Inhuman and degrading treatment of a person suffering from allegedly schizophrenia placed for seven years in a social care home with poor hygienic conditions and insufficient food. Violation article 3.

Normative references

Art. 3 ECHR

Ruling

1. Article 3 enshrines one of the most fundamental values of democratic societies. The provision prohibits in absolute terms torture or inhuman or degrading treatment or punishment, irrespective of the conduct of the person concerned. In order to fall under the scope of article 3, a treatment must attain a minimum threshold of severity. This minimum severity is relative; it depends on all the circumstances of the case, such as the duration of the treatment, its physical or mental effects and, in some cases, the sex, age and state of health of the victim.

2. Treatment has been held by the Court to be ‘inhuman’ because, inter alia, it was premeditated, was applied for hours at a stretch and caused either actual bodily injury or intense physical or mental suffering. Treatment has been considered ‘degrading’ when it was such as to arouse in its victims feelings of fear, anguish and inferiority capable of humiliating and debasing them and possibly breaking their physical or moral resistance or driving them to act against their will or conscience. In this connection, the question whether such treatment was intended to humiliate or debase the victim is a factor to be taken into account, although the absence of any such purpose does not inevitably lead to a finding that there has been no violation of article 3.
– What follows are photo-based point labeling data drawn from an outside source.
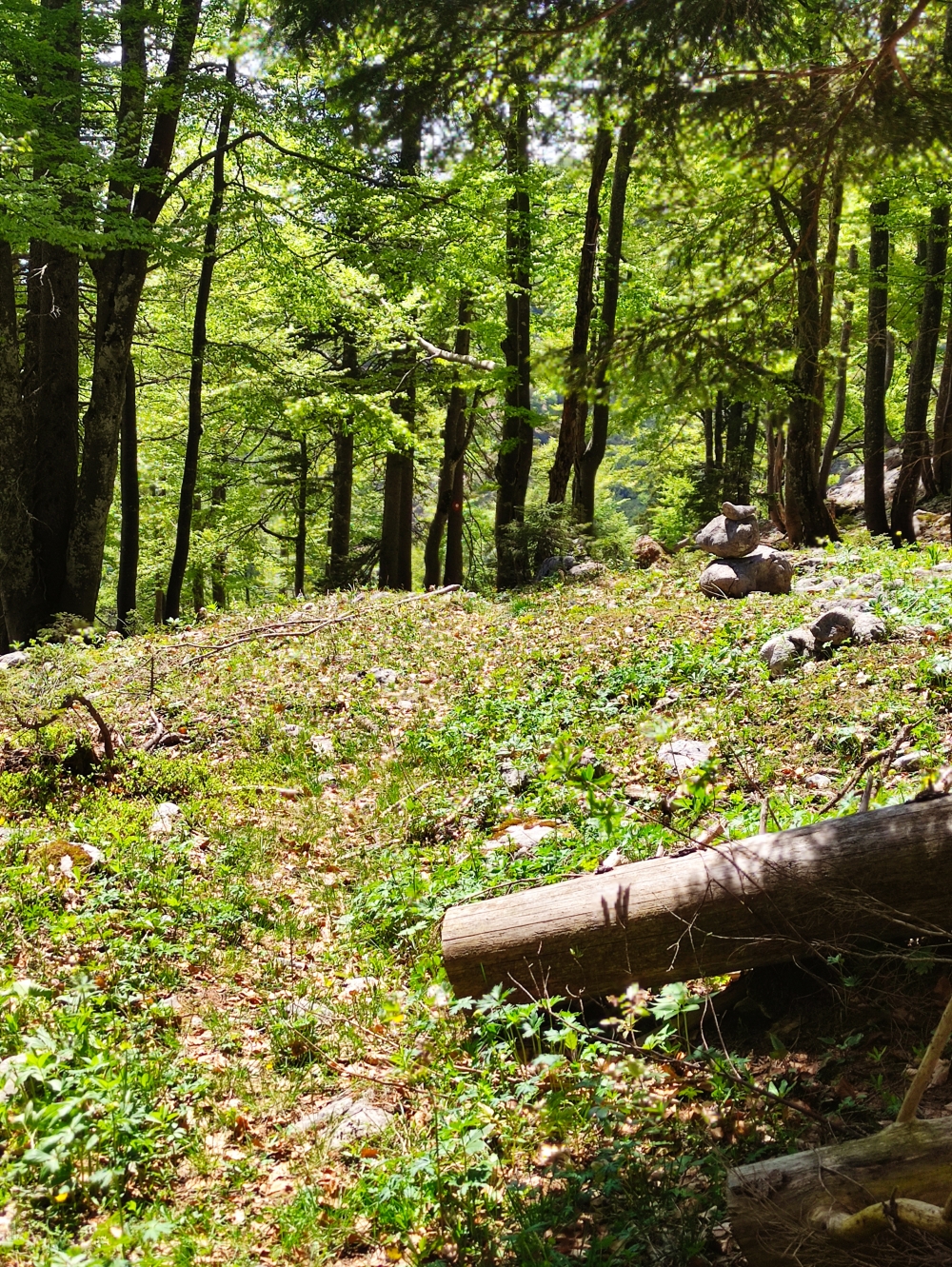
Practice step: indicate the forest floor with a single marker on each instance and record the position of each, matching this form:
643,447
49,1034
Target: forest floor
231,1039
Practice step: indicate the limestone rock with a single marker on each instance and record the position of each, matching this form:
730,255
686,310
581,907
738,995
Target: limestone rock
684,754
587,570
764,569
165,819
834,626
727,539
783,651
739,513
554,564
867,627
648,551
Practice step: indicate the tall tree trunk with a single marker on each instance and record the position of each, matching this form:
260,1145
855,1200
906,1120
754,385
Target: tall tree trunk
397,526
920,394
453,563
121,276
828,284
199,345
343,483
454,445
840,406
707,421
584,490
220,564
806,515
776,451
50,328
942,427
572,432
301,535
875,386
129,496
515,458
16,445
734,452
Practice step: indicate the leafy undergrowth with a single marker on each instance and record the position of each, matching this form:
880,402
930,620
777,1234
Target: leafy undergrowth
182,1019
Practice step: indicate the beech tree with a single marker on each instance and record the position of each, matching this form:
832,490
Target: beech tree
106,191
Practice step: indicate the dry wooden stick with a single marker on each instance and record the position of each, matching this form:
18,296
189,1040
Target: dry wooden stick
927,1067
886,755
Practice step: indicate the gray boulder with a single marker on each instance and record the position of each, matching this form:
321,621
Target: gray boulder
867,627
834,626
739,513
764,569
727,539
783,651
554,564
587,570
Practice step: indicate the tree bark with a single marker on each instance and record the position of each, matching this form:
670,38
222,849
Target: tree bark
301,535
806,515
875,386
886,875
129,496
343,483
788,1212
942,428
396,570
828,283
199,344
454,446
572,435
776,447
220,564
920,393
515,456
840,406
121,276
584,489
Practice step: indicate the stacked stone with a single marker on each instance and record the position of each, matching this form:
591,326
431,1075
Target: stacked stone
743,564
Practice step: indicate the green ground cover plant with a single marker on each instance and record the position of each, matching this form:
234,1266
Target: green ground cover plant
186,1010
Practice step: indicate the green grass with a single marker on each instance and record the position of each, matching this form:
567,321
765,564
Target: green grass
168,1015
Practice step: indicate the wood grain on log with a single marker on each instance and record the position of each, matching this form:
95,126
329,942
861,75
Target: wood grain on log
781,1212
885,875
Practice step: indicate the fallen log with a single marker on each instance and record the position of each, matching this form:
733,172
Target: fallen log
883,875
883,1200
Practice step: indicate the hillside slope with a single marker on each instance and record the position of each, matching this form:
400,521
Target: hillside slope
229,1038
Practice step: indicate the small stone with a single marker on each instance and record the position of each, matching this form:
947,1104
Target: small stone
587,569
909,762
727,539
553,565
738,513
648,551
780,655
764,569
385,677
165,818
834,627
867,628
513,778
684,754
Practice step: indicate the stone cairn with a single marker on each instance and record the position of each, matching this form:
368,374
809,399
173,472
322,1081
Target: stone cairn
742,563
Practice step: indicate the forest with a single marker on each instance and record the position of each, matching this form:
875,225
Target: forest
476,632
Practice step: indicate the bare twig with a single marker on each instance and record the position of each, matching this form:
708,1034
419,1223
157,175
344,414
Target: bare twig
104,732
886,755
442,354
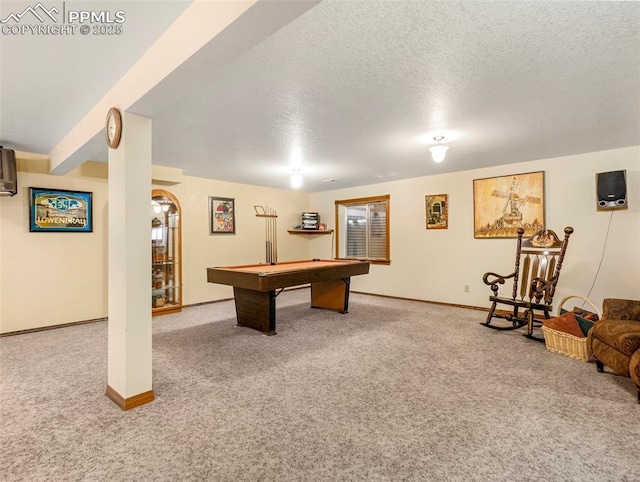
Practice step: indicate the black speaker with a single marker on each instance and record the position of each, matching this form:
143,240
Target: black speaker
611,188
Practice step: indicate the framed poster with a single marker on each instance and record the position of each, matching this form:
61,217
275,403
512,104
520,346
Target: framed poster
503,204
58,210
437,211
222,215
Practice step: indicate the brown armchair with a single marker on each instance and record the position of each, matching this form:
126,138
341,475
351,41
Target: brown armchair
615,340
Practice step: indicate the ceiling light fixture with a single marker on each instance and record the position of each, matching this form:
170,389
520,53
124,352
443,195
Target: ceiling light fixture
438,152
296,179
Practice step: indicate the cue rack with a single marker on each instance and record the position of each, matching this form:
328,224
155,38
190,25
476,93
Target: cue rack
271,243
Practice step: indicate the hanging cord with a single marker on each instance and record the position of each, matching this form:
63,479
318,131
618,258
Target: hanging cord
604,248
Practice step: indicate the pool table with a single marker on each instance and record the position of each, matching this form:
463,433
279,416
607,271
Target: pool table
256,286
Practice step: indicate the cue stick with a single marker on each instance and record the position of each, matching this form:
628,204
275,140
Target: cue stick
275,239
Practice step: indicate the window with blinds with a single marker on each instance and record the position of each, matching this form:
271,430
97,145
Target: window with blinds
363,228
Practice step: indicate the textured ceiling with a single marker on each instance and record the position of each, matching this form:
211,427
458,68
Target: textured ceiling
344,91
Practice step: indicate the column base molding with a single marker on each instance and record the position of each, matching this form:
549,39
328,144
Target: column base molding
131,402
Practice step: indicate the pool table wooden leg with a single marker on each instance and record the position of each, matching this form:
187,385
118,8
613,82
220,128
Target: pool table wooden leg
256,309
331,294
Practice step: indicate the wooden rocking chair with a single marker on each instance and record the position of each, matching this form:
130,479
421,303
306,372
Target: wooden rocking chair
538,263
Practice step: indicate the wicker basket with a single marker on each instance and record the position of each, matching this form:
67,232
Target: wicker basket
566,344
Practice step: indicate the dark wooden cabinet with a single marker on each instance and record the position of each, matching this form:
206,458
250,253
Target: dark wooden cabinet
166,253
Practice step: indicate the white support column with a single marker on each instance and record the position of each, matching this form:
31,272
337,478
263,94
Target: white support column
129,382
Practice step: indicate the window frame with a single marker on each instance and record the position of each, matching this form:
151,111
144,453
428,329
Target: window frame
364,201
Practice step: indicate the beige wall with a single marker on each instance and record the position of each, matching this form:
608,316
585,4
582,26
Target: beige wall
55,278
436,264
51,278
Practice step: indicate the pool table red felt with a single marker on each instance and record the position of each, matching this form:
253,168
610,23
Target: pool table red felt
254,286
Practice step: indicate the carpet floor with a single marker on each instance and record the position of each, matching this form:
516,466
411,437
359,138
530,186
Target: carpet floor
393,390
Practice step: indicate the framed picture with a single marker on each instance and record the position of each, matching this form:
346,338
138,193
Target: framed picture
222,215
437,209
58,210
503,204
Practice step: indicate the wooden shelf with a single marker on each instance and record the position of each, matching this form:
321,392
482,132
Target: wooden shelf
310,231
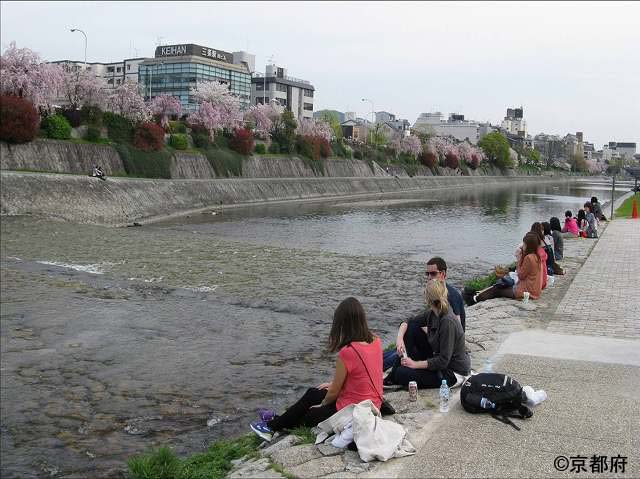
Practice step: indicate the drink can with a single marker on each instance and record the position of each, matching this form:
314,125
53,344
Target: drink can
413,391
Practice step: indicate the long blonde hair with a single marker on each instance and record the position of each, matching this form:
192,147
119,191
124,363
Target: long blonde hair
435,294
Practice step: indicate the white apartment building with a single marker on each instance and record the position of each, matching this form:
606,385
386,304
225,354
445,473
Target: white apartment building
292,93
514,122
113,74
455,126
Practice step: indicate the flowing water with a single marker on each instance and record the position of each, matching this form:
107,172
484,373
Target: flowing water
118,340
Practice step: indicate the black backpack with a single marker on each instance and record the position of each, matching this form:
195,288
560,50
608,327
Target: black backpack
504,392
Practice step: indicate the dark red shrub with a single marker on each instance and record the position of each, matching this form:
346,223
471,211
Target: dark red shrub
451,160
324,146
428,159
19,120
72,116
149,137
242,141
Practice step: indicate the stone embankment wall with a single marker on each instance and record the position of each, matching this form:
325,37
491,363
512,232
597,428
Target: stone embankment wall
120,201
60,157
191,166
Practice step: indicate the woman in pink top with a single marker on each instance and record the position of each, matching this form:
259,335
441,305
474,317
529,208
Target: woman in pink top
358,375
570,224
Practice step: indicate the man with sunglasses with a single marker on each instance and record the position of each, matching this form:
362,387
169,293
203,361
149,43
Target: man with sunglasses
436,269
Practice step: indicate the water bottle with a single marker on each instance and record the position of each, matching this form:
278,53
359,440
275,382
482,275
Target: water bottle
488,365
486,404
444,396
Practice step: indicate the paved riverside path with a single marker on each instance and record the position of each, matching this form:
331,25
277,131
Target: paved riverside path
586,355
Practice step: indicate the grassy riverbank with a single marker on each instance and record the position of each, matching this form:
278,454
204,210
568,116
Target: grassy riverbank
215,463
624,211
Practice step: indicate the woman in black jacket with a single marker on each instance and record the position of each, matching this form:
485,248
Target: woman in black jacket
444,354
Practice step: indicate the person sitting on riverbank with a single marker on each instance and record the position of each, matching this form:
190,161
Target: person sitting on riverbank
98,173
571,227
358,375
582,223
529,270
558,241
597,209
436,269
438,354
591,221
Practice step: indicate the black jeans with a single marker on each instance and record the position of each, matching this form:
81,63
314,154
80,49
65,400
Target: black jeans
302,414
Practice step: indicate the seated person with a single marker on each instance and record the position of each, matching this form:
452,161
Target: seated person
529,274
436,269
437,355
571,227
558,241
358,375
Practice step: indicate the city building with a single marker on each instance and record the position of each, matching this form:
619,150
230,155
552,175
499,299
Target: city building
294,94
455,126
514,122
176,69
113,74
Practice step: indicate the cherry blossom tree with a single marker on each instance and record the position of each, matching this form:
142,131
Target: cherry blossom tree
321,129
81,87
24,74
127,101
222,100
207,117
163,106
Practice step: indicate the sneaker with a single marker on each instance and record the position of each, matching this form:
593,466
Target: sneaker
262,430
266,415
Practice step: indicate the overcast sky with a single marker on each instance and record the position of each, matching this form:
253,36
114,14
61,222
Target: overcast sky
574,66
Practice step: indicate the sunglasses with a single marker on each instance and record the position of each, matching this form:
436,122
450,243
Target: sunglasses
432,274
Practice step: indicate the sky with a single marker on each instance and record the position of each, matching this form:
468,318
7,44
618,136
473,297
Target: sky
573,66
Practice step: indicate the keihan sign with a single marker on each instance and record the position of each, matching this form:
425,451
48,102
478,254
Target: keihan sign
196,50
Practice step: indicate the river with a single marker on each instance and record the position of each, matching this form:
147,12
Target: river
118,340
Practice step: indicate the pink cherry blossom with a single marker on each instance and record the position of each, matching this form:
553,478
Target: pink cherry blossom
24,74
127,101
164,106
222,100
308,127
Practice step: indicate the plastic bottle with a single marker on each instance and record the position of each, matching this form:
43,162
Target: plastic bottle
488,365
486,404
444,396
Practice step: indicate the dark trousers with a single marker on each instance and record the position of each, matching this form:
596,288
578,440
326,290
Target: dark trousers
302,414
418,349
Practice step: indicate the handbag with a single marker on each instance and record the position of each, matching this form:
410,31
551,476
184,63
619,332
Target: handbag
386,409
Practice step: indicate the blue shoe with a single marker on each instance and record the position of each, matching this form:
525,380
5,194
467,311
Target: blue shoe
266,415
262,430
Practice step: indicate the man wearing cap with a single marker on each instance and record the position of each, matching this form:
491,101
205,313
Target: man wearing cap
436,269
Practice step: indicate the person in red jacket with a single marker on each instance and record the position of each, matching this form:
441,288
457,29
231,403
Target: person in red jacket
529,273
358,375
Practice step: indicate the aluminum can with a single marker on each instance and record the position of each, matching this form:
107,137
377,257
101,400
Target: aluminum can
413,391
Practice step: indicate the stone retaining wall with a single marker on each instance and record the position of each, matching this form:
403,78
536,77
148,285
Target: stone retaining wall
120,201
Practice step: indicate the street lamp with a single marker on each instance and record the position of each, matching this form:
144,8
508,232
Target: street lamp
85,44
151,76
264,82
373,116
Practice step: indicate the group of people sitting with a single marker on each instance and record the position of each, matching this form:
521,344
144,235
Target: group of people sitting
538,255
430,347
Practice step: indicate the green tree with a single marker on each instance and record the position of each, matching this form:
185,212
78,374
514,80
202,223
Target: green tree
496,148
332,117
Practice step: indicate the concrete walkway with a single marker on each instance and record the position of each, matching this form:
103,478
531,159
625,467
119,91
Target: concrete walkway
588,361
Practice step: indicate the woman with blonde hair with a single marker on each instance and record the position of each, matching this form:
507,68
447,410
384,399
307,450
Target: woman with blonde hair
444,354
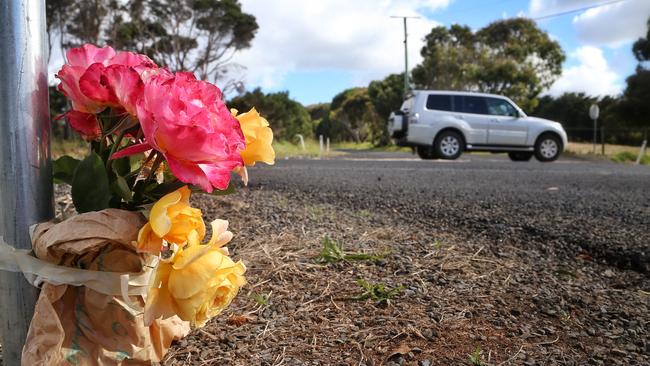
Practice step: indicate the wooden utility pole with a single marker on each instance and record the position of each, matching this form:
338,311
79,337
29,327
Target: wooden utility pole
407,83
25,167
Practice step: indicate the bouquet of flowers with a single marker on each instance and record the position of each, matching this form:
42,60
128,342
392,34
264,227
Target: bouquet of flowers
154,138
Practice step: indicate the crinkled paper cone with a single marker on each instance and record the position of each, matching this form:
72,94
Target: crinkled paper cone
79,326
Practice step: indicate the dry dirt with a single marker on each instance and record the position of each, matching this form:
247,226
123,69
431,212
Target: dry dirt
461,301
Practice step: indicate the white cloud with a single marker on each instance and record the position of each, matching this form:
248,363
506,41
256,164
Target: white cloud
592,75
615,24
355,36
612,25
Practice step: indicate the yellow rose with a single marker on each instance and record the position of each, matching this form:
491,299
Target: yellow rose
198,282
172,219
259,138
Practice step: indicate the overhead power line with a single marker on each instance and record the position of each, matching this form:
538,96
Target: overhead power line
577,10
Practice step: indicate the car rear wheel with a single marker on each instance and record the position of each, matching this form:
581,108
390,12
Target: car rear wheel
448,145
520,156
425,152
548,148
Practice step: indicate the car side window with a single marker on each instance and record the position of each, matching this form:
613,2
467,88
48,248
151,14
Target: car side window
470,104
439,102
500,107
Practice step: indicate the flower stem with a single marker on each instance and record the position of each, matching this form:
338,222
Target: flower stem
116,144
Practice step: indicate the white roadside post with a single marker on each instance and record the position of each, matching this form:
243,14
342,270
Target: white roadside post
594,112
302,142
25,167
641,152
320,144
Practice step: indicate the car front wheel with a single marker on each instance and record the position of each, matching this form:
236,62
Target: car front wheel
548,148
520,156
448,145
425,152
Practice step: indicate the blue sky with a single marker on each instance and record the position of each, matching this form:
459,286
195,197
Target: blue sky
317,49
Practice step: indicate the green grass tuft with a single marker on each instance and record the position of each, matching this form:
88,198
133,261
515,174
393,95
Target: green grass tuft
476,358
630,157
378,292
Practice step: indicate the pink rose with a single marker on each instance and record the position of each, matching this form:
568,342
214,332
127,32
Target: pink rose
96,78
187,121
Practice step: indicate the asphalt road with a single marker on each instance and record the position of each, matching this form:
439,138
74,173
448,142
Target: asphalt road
566,209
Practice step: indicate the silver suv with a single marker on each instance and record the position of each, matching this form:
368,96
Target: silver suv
442,124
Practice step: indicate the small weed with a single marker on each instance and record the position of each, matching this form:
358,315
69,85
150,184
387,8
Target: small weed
378,292
332,252
475,358
364,214
262,299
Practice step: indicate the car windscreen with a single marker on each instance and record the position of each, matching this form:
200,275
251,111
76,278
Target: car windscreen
407,106
470,104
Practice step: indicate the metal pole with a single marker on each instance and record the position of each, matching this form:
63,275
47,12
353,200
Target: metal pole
406,58
602,139
407,83
25,167
595,133
320,145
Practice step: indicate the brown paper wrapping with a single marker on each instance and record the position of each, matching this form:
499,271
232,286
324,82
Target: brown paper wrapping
79,326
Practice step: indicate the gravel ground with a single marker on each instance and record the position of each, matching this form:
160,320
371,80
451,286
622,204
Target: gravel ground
511,263
534,264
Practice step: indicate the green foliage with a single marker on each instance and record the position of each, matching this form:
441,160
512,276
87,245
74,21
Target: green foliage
63,169
511,57
476,357
332,252
378,292
634,105
286,116
318,112
90,186
351,117
262,299
169,31
386,96
199,36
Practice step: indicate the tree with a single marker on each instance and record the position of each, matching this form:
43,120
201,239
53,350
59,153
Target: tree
200,36
511,57
352,117
448,59
634,104
386,96
286,116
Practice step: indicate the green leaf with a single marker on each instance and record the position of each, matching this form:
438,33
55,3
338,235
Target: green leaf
63,169
230,190
121,188
90,187
122,166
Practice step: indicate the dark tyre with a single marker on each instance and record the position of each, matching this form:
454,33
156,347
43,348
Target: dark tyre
548,148
425,152
448,145
520,156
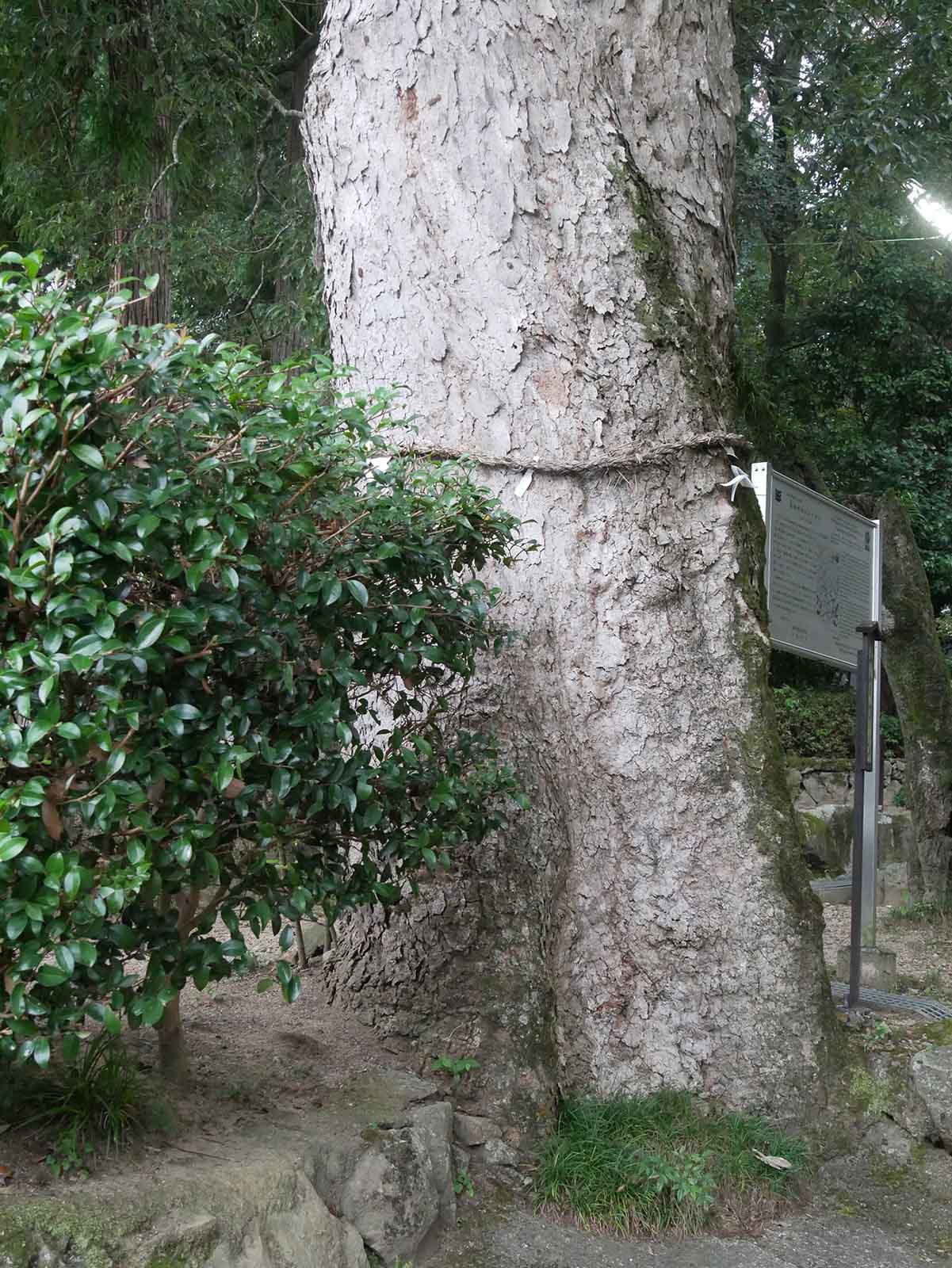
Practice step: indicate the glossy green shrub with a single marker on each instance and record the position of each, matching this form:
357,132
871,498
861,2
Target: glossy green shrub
231,647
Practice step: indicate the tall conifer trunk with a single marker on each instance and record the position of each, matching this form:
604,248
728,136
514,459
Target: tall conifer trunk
525,211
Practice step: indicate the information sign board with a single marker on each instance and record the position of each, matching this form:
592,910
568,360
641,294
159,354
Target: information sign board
823,564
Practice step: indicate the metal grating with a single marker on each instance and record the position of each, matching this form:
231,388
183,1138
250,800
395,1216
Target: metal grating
873,999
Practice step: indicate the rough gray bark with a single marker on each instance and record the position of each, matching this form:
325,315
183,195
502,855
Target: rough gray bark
525,215
920,678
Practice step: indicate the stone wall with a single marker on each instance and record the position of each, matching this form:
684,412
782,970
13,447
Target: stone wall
823,796
831,783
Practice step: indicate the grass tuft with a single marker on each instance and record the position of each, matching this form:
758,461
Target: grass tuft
641,1166
95,1102
920,912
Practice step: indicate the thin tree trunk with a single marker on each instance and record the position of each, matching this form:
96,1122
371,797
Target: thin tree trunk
142,225
287,287
525,213
173,1054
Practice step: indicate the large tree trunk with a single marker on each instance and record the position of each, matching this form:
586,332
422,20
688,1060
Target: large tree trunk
920,678
525,211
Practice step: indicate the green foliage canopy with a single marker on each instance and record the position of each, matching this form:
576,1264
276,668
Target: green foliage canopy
235,627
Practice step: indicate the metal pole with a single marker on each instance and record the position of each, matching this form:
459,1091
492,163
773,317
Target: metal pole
874,765
871,800
870,632
862,693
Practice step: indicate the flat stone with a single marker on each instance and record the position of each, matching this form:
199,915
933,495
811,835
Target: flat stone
889,1139
931,1073
313,935
473,1129
434,1124
497,1153
393,1194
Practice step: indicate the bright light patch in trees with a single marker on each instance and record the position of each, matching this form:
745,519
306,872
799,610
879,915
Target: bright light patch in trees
936,213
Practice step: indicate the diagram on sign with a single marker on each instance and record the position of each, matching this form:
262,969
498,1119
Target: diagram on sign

3. The prohibition of ill-treatment in article 3 applies equally to all forms of deprivation of liberty, and in particular makes no distinction according to the purpose of the measure in issue; it is immaterial whether the measure entails detention ordered in the context of criminal proceedings or admission to an institution with the aim of protecting the life or health of the person concerned.
(The applicant complained about the violation of his right to be free from inhuman and degrading treatment under article 3 following a seven-year stay at a social care home for people with mental disorders, where hygienic conditions were poor and food was insufficient. A domestic court declared him partially lacking legal capacity on the ground he was suffering from schizophrenia, placing him under partial guardianship without his prior consent. An independent psychiatrist deemed the diagnosis of schizophrenia inaccurate. It was, in fact, alcohol abuse, making the stay in the social care home very damaging for the applicant’s health and rendering him capable of reintegrating into society. The government had not acted to close the institution, despite during two official visits the European Committee for the Prevention of Torture and Inhuman or Degrading Treatment or Punishment had concluded that the conditions at the home amounted to inhuman and degrading treatment. The Court found that there had been a violation of article 3).

Notes

The applicant complained also about the violation of other rights protected by the Convention. The Court held that there had been a violation of the right to access to court under article 6 because the applicant could not have access to court to seek restoration of his legal capacity. In the context of deprivation of liberty, the state had been also in breach of article 5, paragraph 1 in that the procedure for the placement in a social care home for persons with mental disorders had not complied with the law. The lack of remedies for the applicant (i) to challenge the lawfulness of placement in a social care home and (ii) to obtain compensation for poor living conditions in the home amounted to violations of article 5, paragraph 4 and article 13 respectively.